Disk-covering method

Disk-covering method

A disk-covering method is a divide-and-conquer meta-technique for large-scale phylogenetic analysis which has been shown to improve the performance of both heuristics for NP-hard optimization problems and polynomial-time distance-based methods. Disk-covering methods are a meta-technique in that they have flexibility in several areas, depending on the performance metrics that are being optimized for the base method. Such metrics can be efficiency, accuracy, or sequence length requirements for statistical performance. There have been several disk-covering methods developed, which have been applied to different "base methods". Disk-covering methods have been used with distance-based methods (like neighbor joining) to produce "fast-converging methods"[1] [2][3], which are methods that will reconstruct the true tree from sequences that have at most a polynomial number of sites.

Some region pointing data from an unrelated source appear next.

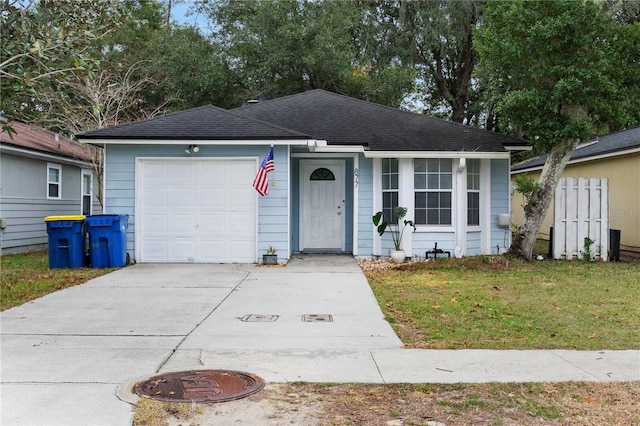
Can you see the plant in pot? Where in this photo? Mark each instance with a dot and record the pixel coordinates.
(271, 258)
(383, 223)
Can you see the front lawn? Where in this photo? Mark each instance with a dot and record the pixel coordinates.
(496, 303)
(24, 277)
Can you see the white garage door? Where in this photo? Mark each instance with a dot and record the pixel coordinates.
(201, 211)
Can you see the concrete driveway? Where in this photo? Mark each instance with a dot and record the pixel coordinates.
(71, 358)
(65, 355)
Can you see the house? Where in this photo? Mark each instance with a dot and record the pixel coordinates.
(185, 180)
(42, 174)
(616, 157)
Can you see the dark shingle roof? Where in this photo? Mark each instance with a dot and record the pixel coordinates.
(609, 144)
(37, 139)
(341, 120)
(203, 123)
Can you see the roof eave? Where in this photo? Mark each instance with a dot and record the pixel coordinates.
(582, 159)
(45, 156)
(220, 142)
(437, 154)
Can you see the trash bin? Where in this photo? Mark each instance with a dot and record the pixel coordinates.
(66, 241)
(614, 245)
(107, 240)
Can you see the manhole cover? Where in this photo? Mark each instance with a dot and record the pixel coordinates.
(259, 318)
(317, 318)
(199, 386)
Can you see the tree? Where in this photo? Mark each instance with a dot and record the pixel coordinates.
(436, 38)
(47, 41)
(285, 47)
(555, 75)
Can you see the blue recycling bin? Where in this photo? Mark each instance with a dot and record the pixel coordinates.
(66, 241)
(107, 240)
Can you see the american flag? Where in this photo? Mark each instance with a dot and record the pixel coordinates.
(260, 183)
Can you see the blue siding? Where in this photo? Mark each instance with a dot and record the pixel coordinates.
(25, 204)
(474, 244)
(273, 212)
(348, 231)
(424, 241)
(365, 206)
(500, 203)
(295, 204)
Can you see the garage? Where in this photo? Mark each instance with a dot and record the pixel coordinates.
(196, 210)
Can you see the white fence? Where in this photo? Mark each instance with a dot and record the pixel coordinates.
(581, 219)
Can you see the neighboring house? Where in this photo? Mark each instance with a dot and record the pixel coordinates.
(615, 157)
(338, 160)
(41, 174)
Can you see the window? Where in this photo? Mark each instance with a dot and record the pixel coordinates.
(87, 192)
(54, 181)
(390, 188)
(473, 192)
(433, 184)
(322, 174)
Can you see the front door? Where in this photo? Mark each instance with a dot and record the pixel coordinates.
(322, 196)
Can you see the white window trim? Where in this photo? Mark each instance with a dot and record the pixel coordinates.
(86, 172)
(428, 227)
(59, 183)
(485, 206)
(478, 227)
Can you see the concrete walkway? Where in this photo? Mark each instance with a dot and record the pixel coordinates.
(70, 358)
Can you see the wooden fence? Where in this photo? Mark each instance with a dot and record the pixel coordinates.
(581, 219)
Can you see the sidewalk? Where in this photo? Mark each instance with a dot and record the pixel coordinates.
(65, 356)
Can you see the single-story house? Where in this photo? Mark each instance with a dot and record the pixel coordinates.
(42, 174)
(616, 157)
(185, 180)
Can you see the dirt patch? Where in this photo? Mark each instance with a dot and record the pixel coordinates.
(433, 405)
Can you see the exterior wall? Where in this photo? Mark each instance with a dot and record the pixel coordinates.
(365, 206)
(273, 210)
(24, 201)
(500, 203)
(623, 173)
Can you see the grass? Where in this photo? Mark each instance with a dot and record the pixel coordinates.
(495, 303)
(482, 302)
(25, 277)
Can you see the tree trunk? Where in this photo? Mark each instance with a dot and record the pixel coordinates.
(536, 209)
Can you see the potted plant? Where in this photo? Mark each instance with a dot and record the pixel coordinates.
(382, 222)
(271, 258)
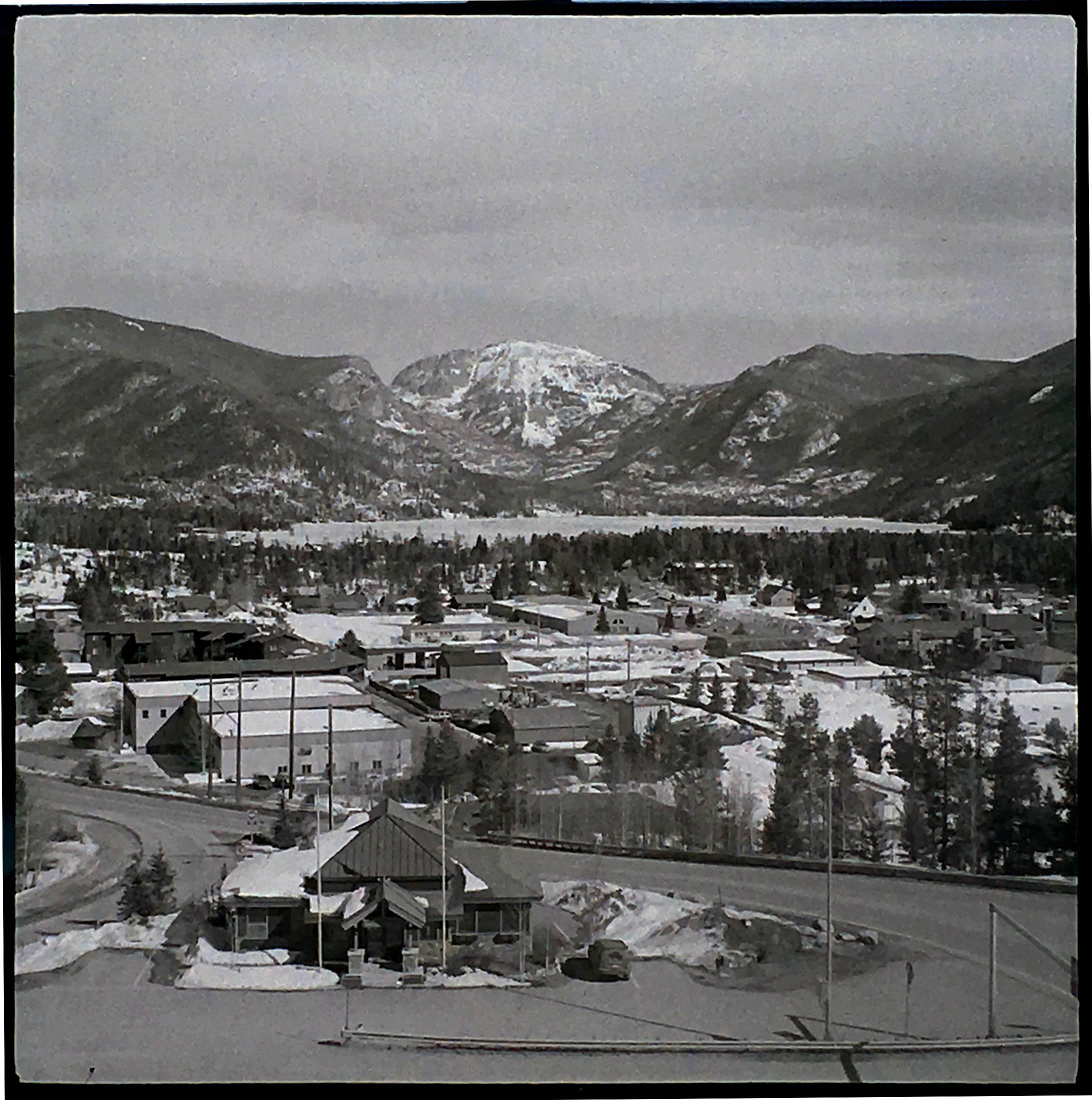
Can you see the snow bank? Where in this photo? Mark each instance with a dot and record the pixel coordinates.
(654, 926)
(56, 952)
(207, 954)
(272, 978)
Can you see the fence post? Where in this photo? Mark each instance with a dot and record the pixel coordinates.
(992, 1029)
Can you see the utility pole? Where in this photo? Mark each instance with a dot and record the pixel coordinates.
(206, 762)
(830, 928)
(292, 738)
(318, 867)
(329, 767)
(239, 742)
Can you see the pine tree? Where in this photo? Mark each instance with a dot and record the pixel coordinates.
(718, 694)
(867, 738)
(774, 708)
(1016, 794)
(782, 831)
(44, 674)
(161, 882)
(429, 604)
(742, 696)
(694, 688)
(136, 898)
(602, 626)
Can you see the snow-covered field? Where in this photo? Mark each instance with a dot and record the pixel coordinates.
(56, 952)
(654, 926)
(568, 526)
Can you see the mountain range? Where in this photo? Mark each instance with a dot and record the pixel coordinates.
(112, 403)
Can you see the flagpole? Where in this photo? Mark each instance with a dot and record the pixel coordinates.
(830, 930)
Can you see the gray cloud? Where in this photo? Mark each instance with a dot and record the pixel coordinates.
(688, 195)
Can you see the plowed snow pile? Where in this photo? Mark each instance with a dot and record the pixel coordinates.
(654, 926)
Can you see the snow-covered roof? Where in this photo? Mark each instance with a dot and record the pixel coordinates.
(800, 656)
(862, 670)
(312, 721)
(280, 875)
(253, 688)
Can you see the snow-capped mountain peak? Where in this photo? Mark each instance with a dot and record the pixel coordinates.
(527, 392)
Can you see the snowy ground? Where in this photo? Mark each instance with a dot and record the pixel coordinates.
(654, 926)
(56, 952)
(569, 525)
(66, 858)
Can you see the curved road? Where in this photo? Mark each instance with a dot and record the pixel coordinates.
(948, 923)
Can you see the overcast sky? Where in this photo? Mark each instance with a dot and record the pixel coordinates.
(686, 195)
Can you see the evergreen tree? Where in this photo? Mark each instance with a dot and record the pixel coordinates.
(429, 604)
(742, 696)
(774, 708)
(718, 694)
(782, 831)
(867, 738)
(44, 676)
(1016, 794)
(161, 882)
(136, 897)
(602, 626)
(694, 688)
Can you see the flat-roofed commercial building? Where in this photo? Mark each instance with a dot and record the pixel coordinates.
(148, 706)
(363, 740)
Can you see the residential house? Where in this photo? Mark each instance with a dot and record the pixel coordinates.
(470, 601)
(486, 666)
(388, 888)
(793, 660)
(1044, 664)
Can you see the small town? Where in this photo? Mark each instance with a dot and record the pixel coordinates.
(546, 550)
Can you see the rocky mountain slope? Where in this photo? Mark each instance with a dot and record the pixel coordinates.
(108, 400)
(528, 394)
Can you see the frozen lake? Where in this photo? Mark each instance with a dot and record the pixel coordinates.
(469, 528)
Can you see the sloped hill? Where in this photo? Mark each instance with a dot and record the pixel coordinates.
(1004, 444)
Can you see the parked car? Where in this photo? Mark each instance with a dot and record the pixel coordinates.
(610, 958)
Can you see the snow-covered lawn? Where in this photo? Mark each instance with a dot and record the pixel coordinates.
(272, 978)
(56, 952)
(68, 857)
(206, 953)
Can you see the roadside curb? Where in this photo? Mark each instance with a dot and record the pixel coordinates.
(712, 1046)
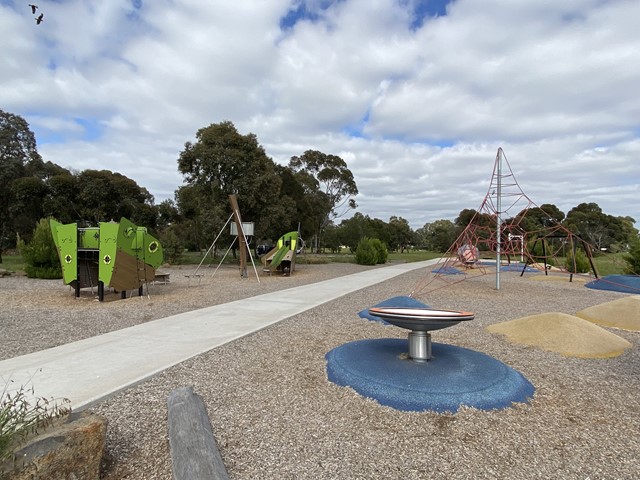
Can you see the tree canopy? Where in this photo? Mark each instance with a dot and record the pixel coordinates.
(328, 183)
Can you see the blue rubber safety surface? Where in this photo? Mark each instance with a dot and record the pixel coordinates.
(401, 301)
(514, 267)
(617, 283)
(455, 376)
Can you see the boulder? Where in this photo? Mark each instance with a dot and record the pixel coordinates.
(70, 450)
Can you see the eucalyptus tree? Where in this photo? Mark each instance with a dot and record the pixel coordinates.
(17, 150)
(328, 183)
(222, 162)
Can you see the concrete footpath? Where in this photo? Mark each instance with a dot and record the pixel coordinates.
(90, 370)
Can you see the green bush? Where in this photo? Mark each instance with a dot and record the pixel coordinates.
(581, 263)
(40, 254)
(366, 253)
(381, 250)
(22, 416)
(632, 259)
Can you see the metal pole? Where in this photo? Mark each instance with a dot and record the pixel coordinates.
(498, 218)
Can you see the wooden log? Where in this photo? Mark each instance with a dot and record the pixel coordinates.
(194, 453)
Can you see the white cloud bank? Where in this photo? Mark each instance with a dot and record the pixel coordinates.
(417, 113)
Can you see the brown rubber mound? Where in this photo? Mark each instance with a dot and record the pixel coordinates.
(623, 313)
(564, 334)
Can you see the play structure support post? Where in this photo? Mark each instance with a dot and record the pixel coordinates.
(241, 238)
(498, 217)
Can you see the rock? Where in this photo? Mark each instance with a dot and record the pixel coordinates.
(69, 451)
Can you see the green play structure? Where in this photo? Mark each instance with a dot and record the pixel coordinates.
(119, 255)
(283, 256)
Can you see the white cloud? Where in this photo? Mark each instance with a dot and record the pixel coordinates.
(553, 83)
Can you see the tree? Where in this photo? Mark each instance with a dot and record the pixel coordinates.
(17, 150)
(223, 162)
(589, 222)
(353, 229)
(538, 218)
(103, 195)
(400, 233)
(438, 236)
(328, 182)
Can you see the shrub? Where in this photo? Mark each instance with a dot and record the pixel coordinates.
(381, 250)
(40, 254)
(366, 253)
(633, 259)
(22, 416)
(580, 264)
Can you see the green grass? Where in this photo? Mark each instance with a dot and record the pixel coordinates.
(12, 262)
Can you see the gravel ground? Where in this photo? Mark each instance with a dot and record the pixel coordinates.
(275, 415)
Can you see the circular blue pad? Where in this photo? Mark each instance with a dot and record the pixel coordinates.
(380, 369)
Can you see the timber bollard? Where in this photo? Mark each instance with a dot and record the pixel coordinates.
(194, 453)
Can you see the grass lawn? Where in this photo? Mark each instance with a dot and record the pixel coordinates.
(12, 262)
(608, 264)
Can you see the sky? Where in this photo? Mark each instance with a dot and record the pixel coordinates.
(416, 96)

A disk-covering method has four steps:

  1. Decomposition: Compute a decomposition of the dataset into overlapping subsets.
  2. Solution: Construct trees on the subsets using a base method.
  3. Merge: Use a supertree method to merge the trees on the subsets into a tree on the full dataset.
  4. Refinement: If the tree obtained in the merge is not fully resolved, then resolve it further into a binary tree so that it optimizes some desired objective criterion.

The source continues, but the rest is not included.